Bij oudere kinderen is al snel de keuze compacten of verrijken. De schrijver werkt dit uitgebreid uit en geeft voorbeelden. Versnellen is een optie die ook overwogen kan worden maar hier is de schrijver terughoudender in. De afwegingen moeten hier zeer goed onderbouwd zijn.

Ouders

De ouders vormen een niet te vergeten groep. Ze worden vaak als “pusherig” ervaren. Om met hen om te gaan moet je als school een duidelijke visie hebben en niet zwabberen. Liever geen afspraak dan een afspraak niet nakomen.
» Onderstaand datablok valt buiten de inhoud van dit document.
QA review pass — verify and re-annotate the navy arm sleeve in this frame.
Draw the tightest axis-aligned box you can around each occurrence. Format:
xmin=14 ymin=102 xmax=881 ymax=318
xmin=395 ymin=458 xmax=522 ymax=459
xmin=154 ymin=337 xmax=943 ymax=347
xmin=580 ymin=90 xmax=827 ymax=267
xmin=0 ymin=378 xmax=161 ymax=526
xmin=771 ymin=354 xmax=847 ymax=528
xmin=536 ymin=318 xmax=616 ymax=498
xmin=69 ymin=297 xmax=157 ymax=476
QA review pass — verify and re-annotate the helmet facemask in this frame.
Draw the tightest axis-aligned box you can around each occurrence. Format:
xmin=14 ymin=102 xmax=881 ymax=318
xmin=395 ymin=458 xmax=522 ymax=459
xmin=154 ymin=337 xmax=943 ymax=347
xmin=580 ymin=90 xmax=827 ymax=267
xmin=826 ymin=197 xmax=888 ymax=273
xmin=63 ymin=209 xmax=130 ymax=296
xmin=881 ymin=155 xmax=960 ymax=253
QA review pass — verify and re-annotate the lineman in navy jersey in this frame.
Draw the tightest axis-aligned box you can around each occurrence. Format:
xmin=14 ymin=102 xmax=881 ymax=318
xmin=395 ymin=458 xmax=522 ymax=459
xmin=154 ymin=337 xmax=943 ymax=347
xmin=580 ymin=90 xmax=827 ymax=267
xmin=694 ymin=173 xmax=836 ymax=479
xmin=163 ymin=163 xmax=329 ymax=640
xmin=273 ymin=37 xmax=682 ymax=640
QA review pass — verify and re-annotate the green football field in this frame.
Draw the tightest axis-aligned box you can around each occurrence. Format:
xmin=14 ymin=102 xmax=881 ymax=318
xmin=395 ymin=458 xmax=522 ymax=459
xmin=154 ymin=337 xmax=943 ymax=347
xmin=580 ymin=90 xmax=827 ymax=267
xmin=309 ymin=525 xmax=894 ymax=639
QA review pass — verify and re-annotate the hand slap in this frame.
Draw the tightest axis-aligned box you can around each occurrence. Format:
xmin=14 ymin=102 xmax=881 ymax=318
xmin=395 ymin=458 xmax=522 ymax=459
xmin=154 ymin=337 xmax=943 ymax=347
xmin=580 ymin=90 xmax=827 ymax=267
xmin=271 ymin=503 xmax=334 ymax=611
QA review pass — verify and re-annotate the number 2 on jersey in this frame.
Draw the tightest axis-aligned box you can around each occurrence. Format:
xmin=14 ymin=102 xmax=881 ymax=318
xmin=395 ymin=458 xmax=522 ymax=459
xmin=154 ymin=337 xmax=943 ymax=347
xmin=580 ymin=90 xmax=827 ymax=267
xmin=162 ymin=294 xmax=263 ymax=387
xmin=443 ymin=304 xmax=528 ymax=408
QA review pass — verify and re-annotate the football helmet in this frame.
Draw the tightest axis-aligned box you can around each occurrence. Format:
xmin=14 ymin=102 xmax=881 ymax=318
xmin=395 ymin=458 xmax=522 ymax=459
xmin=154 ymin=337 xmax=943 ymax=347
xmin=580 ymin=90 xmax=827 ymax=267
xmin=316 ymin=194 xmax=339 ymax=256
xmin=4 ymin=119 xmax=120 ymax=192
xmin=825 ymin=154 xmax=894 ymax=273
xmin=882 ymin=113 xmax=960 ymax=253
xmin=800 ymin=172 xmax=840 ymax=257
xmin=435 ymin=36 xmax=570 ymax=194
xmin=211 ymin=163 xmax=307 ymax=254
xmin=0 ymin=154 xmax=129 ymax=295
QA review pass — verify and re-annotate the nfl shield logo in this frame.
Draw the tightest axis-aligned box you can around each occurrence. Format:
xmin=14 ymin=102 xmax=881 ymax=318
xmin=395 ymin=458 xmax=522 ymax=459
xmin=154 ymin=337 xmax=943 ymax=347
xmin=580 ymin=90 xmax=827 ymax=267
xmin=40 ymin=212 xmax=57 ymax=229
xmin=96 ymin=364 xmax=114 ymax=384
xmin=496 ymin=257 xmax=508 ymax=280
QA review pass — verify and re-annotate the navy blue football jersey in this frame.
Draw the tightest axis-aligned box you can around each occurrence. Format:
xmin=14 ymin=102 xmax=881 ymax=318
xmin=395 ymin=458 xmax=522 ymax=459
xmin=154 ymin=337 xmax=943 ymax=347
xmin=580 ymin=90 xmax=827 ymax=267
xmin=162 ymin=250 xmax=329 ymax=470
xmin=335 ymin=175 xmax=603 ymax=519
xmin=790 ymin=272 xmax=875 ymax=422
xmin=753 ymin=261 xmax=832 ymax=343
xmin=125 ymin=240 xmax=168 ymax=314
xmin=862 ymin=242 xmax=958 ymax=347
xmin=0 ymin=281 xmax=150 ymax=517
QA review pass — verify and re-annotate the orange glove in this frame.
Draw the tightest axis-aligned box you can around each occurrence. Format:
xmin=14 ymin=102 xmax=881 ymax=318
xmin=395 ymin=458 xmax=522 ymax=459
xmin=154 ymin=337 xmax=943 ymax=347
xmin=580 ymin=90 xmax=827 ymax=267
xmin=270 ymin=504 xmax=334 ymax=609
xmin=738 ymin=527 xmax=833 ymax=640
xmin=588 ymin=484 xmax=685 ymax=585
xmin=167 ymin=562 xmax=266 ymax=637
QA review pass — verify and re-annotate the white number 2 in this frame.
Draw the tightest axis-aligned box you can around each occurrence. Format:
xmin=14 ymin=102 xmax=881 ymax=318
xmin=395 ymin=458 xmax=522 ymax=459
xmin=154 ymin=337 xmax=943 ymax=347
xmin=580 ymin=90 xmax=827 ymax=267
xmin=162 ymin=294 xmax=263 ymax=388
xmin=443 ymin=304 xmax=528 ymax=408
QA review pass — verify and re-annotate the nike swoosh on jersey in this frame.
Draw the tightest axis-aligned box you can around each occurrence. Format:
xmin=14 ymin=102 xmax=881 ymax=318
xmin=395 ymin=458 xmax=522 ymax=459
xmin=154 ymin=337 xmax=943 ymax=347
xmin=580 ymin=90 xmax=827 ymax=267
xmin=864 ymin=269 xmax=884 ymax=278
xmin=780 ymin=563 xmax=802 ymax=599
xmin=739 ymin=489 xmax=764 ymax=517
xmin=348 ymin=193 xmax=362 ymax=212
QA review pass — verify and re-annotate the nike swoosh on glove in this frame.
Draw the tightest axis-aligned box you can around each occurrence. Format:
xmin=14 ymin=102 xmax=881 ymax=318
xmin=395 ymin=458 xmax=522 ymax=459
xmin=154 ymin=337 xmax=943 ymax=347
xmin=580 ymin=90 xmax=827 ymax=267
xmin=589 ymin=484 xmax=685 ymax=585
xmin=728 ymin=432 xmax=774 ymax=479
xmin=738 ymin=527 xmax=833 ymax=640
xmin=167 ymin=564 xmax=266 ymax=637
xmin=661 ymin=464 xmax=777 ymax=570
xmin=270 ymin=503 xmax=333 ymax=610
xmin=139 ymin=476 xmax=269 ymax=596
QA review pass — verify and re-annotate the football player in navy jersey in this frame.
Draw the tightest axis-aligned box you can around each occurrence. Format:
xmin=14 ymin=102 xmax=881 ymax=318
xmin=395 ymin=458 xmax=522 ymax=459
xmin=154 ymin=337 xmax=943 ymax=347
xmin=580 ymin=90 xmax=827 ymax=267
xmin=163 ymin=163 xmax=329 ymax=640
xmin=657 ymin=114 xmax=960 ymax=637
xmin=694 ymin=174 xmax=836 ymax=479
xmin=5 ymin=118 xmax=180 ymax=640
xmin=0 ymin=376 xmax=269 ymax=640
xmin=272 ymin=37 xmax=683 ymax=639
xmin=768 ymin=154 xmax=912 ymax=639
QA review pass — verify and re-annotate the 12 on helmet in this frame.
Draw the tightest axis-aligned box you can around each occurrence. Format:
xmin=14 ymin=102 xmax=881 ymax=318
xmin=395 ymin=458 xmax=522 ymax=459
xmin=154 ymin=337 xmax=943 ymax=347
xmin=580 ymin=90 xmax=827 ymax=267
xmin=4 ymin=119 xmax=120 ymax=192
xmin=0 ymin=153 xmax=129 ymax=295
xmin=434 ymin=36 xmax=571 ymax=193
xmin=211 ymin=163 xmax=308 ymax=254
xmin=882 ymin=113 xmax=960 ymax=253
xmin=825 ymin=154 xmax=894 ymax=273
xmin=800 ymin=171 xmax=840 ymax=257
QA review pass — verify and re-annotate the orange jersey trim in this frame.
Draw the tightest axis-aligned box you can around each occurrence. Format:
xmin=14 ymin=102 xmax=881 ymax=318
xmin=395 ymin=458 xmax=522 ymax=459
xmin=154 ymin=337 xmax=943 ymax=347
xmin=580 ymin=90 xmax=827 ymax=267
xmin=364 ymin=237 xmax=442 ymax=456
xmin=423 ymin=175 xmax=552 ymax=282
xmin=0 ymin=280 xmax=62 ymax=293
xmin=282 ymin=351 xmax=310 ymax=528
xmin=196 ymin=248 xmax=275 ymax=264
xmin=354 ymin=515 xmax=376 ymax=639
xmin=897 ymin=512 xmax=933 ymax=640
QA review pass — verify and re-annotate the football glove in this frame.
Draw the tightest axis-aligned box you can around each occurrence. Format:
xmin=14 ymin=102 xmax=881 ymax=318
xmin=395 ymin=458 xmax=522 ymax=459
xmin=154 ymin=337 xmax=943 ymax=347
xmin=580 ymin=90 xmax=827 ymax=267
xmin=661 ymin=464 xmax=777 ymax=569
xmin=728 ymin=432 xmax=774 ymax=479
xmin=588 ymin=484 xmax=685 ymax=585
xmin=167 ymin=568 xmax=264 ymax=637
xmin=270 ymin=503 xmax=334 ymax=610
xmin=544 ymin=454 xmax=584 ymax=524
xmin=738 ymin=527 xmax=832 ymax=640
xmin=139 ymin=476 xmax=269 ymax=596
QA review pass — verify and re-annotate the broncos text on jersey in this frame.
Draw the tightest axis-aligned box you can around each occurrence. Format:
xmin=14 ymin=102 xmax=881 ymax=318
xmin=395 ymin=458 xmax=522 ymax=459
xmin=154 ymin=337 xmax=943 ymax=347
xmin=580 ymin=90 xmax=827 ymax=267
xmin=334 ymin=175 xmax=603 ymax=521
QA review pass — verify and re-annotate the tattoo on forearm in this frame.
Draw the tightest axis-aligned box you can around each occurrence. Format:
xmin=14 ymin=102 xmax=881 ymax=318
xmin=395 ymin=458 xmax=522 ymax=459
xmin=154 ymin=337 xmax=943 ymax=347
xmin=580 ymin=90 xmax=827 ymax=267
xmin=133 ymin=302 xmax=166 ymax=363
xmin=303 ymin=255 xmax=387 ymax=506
Uitgangspunt in de gesprekken met ouders is: Ouders hebben een oprechte drijfveer, maar ze hebben niet altijd gelijk. In gesprekken met ouders ben jij de professional.

Conclusie

Zoals gemeld: eindelijk een boek waarin de leerkracht centraal staat. Er is een tendens gaande waarin we onze plek als professional weer een beetje terugveroveren. Dat is fijn maar dat schept uiteraard ook verplichtingen. Er staan een heleboel handreikingen in om goed te kunnen omgaan met hoogbegaafden (en hun ouders). Toch wil ik de lijn verder trekken. Veel handreikingen zijn ook van toepassing op niet hoogbegaafden en hun ouders.

Het boek is erin geslaagd om de leerkracht centraal te stellen. En dat vond ik een enorme steun.